In field A, there is a large hole OD in which the patient cannot see even the largest V4e target. This defect also eliminates most vision for the I4e target superiorly, so that it is mainly seen inferiorly, because vision is normally more sensitive eccentrically in the inferior field. In field B, there are more subtle bilateral defects that conform to nerve fiber layer defects around the central zone.
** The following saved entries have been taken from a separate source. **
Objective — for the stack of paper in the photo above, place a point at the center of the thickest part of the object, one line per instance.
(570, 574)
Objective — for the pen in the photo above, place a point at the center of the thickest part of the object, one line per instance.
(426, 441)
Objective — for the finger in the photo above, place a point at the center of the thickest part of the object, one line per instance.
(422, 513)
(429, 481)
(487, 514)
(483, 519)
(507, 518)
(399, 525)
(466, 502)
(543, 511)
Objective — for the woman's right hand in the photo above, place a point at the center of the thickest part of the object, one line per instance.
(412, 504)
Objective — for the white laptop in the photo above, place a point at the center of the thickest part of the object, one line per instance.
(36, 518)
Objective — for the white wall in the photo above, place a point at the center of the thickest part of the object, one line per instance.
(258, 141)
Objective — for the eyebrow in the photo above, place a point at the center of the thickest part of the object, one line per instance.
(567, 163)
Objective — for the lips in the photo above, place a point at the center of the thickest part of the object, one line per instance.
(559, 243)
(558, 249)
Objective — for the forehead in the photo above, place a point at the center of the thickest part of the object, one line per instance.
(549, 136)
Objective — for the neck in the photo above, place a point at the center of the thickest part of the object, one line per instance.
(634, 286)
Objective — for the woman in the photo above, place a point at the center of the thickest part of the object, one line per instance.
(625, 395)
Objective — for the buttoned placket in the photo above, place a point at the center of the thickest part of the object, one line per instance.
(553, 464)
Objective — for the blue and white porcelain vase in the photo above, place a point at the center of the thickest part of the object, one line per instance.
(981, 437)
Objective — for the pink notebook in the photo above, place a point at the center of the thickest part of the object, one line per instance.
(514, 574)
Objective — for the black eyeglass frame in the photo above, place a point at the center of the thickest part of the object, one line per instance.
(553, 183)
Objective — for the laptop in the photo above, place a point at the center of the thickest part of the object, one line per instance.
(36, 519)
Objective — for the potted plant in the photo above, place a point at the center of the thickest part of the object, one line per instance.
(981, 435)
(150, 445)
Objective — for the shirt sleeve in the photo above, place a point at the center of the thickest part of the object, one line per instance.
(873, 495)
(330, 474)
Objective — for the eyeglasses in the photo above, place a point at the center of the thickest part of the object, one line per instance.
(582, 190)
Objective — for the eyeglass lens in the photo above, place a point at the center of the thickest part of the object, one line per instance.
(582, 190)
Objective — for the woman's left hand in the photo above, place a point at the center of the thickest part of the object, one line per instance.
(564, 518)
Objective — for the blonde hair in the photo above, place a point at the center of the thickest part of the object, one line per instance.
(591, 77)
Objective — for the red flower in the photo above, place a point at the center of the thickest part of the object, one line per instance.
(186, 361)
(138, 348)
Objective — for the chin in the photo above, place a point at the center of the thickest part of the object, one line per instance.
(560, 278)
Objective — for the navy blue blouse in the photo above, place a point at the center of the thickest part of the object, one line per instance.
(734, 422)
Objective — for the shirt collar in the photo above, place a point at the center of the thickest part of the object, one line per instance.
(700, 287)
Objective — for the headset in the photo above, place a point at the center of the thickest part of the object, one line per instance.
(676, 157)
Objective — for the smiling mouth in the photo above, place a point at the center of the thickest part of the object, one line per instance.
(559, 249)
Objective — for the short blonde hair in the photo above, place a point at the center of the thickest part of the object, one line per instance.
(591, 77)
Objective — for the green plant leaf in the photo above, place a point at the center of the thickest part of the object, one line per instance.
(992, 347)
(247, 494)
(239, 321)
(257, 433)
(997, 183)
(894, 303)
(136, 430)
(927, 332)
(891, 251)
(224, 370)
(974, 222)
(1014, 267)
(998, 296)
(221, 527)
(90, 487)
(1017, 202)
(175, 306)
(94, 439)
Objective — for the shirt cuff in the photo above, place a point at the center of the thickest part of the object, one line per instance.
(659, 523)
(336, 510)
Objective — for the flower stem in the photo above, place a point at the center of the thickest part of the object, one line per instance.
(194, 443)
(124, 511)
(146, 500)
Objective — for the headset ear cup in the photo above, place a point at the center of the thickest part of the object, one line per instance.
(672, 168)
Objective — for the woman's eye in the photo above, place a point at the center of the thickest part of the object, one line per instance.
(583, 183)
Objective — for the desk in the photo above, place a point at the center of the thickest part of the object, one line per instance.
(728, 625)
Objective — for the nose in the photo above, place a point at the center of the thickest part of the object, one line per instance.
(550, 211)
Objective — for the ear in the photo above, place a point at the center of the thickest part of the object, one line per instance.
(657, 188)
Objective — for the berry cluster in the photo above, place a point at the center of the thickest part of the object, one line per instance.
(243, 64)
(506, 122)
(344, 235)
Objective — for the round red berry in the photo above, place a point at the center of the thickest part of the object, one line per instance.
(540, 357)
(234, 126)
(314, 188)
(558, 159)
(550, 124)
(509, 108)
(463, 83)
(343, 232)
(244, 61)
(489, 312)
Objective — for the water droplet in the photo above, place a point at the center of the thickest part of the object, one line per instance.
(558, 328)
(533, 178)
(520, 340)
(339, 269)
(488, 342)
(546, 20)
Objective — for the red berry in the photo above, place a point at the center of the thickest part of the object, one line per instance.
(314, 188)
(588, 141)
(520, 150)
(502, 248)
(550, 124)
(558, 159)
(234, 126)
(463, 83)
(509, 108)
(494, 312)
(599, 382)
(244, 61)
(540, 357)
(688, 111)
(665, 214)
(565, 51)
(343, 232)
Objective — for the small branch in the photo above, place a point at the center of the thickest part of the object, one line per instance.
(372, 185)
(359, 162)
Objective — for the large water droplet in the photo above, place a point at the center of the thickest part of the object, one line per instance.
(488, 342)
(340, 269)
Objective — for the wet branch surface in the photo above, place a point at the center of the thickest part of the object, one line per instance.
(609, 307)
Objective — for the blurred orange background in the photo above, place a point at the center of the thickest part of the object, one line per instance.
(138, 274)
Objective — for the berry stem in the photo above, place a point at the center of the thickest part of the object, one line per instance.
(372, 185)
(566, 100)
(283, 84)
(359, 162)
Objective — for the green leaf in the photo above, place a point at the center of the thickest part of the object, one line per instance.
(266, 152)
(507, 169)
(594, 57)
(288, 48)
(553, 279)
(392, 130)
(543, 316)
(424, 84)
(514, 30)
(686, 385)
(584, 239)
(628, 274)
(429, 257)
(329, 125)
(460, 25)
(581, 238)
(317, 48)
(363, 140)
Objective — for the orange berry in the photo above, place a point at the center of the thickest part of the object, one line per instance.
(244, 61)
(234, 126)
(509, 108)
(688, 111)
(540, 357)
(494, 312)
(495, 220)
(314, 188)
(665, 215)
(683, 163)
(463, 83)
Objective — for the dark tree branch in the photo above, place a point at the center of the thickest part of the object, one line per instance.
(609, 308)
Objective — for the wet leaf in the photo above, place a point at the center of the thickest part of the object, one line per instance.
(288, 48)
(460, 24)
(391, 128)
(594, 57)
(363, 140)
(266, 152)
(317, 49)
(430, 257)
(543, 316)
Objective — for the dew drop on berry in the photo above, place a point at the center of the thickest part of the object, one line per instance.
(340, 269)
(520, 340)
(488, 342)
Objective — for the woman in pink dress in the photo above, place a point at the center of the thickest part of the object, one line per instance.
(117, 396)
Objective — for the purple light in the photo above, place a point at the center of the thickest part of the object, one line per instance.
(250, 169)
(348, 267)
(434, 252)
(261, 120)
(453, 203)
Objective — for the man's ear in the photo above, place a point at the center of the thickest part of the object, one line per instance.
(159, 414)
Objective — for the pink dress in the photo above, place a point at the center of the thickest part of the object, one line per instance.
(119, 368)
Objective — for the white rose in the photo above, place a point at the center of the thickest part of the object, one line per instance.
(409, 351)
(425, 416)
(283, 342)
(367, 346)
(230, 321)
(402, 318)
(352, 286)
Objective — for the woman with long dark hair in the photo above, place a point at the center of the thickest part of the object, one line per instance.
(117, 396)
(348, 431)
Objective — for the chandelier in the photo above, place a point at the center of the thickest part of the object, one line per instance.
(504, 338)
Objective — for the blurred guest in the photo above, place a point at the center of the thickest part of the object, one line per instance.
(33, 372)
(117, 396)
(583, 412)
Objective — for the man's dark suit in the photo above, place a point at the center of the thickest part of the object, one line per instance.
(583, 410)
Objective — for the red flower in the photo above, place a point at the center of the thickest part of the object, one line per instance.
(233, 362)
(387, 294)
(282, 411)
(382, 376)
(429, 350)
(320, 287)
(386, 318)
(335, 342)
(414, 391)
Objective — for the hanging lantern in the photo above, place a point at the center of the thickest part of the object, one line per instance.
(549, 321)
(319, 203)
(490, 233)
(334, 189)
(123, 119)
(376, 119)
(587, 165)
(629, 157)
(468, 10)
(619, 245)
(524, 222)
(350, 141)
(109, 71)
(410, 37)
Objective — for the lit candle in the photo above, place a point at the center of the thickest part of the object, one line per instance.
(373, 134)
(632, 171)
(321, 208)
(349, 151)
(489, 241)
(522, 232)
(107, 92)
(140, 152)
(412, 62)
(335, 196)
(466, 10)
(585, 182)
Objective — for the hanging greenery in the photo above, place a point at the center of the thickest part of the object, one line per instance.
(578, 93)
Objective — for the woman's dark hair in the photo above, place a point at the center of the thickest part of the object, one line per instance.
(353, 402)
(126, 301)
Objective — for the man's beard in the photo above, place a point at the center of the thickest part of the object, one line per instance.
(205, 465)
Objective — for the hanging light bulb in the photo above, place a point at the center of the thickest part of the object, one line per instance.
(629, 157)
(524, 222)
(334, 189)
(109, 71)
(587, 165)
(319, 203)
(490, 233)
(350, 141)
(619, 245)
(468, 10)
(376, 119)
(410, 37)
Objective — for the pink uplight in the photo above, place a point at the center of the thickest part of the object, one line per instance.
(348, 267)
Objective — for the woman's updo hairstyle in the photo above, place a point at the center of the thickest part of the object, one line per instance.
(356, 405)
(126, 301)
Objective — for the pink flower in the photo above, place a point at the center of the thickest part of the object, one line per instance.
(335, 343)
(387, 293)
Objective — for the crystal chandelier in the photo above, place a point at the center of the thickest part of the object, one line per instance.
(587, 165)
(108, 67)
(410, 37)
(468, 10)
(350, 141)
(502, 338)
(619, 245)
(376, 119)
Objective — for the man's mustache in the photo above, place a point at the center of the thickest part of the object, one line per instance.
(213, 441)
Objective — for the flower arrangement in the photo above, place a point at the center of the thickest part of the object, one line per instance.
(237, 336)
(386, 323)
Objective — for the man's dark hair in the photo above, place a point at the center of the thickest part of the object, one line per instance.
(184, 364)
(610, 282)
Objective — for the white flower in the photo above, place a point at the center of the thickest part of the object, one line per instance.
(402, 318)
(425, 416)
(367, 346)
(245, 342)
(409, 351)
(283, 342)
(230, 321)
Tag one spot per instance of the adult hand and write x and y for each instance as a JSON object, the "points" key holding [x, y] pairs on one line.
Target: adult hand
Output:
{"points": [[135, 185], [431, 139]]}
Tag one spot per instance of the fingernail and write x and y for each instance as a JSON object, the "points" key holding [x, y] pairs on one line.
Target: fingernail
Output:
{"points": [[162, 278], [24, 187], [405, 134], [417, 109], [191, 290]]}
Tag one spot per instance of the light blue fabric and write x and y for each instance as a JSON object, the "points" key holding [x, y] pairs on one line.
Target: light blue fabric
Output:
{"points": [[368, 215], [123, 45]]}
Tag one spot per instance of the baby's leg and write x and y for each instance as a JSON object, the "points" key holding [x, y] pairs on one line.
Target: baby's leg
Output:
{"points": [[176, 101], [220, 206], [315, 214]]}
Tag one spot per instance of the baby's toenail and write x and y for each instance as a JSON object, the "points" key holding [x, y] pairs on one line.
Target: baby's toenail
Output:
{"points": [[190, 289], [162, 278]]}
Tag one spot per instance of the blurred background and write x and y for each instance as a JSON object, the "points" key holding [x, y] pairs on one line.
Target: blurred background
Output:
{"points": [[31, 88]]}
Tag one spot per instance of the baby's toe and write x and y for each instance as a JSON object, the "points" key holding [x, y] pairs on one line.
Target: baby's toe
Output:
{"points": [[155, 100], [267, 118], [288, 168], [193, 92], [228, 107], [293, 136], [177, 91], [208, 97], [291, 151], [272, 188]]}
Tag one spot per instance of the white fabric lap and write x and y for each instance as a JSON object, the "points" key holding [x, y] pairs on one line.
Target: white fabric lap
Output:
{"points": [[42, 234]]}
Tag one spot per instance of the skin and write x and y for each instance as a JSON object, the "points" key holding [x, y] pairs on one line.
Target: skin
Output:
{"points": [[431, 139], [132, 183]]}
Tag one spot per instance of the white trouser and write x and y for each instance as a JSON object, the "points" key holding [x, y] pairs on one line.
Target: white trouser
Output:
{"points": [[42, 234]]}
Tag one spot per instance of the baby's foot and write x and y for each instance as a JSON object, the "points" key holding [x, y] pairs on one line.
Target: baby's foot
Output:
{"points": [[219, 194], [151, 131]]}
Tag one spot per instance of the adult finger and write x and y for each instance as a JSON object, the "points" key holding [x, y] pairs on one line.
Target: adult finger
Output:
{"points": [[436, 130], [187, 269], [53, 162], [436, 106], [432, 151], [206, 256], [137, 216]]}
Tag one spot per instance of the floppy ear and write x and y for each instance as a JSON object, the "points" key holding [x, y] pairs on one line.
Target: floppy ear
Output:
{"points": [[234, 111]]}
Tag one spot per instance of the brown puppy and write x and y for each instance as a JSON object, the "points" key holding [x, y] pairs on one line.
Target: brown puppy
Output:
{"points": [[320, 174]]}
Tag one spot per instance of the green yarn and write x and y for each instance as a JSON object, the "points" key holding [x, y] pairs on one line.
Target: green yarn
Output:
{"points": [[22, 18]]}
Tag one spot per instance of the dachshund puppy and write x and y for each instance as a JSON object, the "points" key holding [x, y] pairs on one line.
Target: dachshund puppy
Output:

The patient’s initial presentation is a more severe version of Case 21, with a larger cen-

tral defect yet still normal-appearing disc. Isolated retrobulbar optic neuritis without antecedent neurologic history is the scenario, proven by the anticipated recovery of vision a few weeks later. The key question in this setting is, What is her risk of MS? The single most informative prognostic tool during an attack is MRI of the brain (not the orbit, since we already know that she has optic neuritis and numerous studies have shown that imaging the orbit in typical cases is a waste of time). In the Optic Neuritis Treatment Trial (ONTT), the cumulative probability of a second demyelinative attack over the next 5 years increased from 16% in those with no white matter lesions to 51% in those with three or more lesions of 3 mm or more in diameter (32). Unfortunately, her MRI showed numerous lesions, illustrated on a T2 axial slice, and within 6 months she had the second attack mentioned, involving not just both eyes but also her brain stem and cerebellar pathways. (Of note, bilateral sequential optic neuritis, as she has, is itself a high risk factor for MS, in contrast to bilateral simultaneous optic neuritis, as in Case 30.)

HISTORY AND EXAM

This 44-yr-old woman had 1 week of blurred vision nasally in the left eye, which worsened slightly 6 days after onset, when there was also some pain with eye movement.

Acuity was 20/20 OU, and Ishihara color scores were 14/14 OU. There was an RAPD OS. There was also mild disc edema OS.